Every member of the board for the Museum of Political Corruption received this "kickback" button in their information folders at a recent meeting.

Las Vegas has The Mob Museum. Washington, D.C., has the International Spy Museum. And if a concerned citizen has his way, there will be a Museum of Political Corruption in Albany, N.Y.

New York is considered the nation's most corrupt state, according to a national poll by Monmouth University this year. This month alone, two politicians who were among the state's most powerful, are facing corruption charges in court.

In Albany, Bruce Roter has secured approval to build the Museum of Political Corruption, dedicated to the state's scandalous past.

"Welcome to the state capitol, a marvelous piece of Romanesque architecture," Roter says. "And what some would claim is also the epicenter of all that's wrong with New York state government."

The state has a rich tradition of political corruption. Remember Boss Tweed and Tammany Hall? But you don't have to go too far back in history to create a museum exhibition.

In the last decade alone, more than 30 state officeholders have either been accused or convicted of wrongdoing. And right now, the former Assembly speaker and the former Senate majority leader are facing separate corruption charges in court.

"I tell people, quite frankly, I want to institutionalize corruption," Roter says.

But, Roter's not a curator or a historian. He's a music professor at the College of Saint Rose in Albany.

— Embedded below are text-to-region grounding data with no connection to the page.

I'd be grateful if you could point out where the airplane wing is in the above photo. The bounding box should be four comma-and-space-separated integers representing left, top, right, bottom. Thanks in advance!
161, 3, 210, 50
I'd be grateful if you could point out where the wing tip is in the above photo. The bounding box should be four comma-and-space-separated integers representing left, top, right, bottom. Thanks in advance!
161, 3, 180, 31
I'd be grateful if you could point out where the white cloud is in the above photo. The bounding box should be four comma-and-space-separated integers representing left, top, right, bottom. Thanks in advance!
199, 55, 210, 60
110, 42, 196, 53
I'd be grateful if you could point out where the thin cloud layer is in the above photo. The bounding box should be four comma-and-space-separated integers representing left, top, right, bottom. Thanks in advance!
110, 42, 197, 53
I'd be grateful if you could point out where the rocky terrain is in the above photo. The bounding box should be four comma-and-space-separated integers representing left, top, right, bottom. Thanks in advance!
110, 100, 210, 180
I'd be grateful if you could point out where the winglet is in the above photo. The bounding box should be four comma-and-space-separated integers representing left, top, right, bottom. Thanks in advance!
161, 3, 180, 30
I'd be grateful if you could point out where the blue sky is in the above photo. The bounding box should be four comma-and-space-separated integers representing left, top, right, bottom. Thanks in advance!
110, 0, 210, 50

Still, two years after he came up with the idea he has a provisional museum charter from the state and a nonprofit status from the IRS. He's driven by corruption.

"I want to put it in this museum. I want it to be laughed at, and I want people to learn about it," he says.

In fact, he's even held the museum's first board meeting in his own dining room.

"I am pleased to call to order this meeting of the board of trustees of the Museum of Political Corruption," he said on a recent afternoon.

Lawyers, professors and other professionals recently gathered for lunch and discussed their progress so far.

"We've opened our museum store online, where you can purchase items such as kickbacks and perhaps someday a Preet Bharara action figure," he says, drawing laughter from the group with his reference to one of the U.S. attorneys in New York who's been called the state's "anti-corruption crusader." "Indictments to be sold separately."

Roter also plans to build a "Lobby of Lobbyists" and "Tammany Lecture Hall" inside the museum.

"We're going to have the Cozy Crony Cafe, and we're going to have a cookbook entitled 'How to Cook Your Books' Cookbook," he explains.

Puns aside, museum board member Frank Anechiarico — who teaches government at Hamilton College — says he hopes this museum will appeal to young visitors.

"When you grow up in this country you start paying taxes," Anechiarico says. "And those taxes are supposed to be used to benefit you in particular ways. And here's how those taxes become actual government services. And here's what can go wrong. And here's what we need to watch out for as citizens."

The museum's organizers say they want people to leave the museum feeling less jaded about politicians.

Donna Kuba serves on the board and designs museum exhibitions.

"I personally believe and hope that most politicians don't go into this politics with the idea of being corrupt," she says. "But somehow or another, the process helps temptation."

The Museum of Political Corruption is set to open in 2019, according to Roter.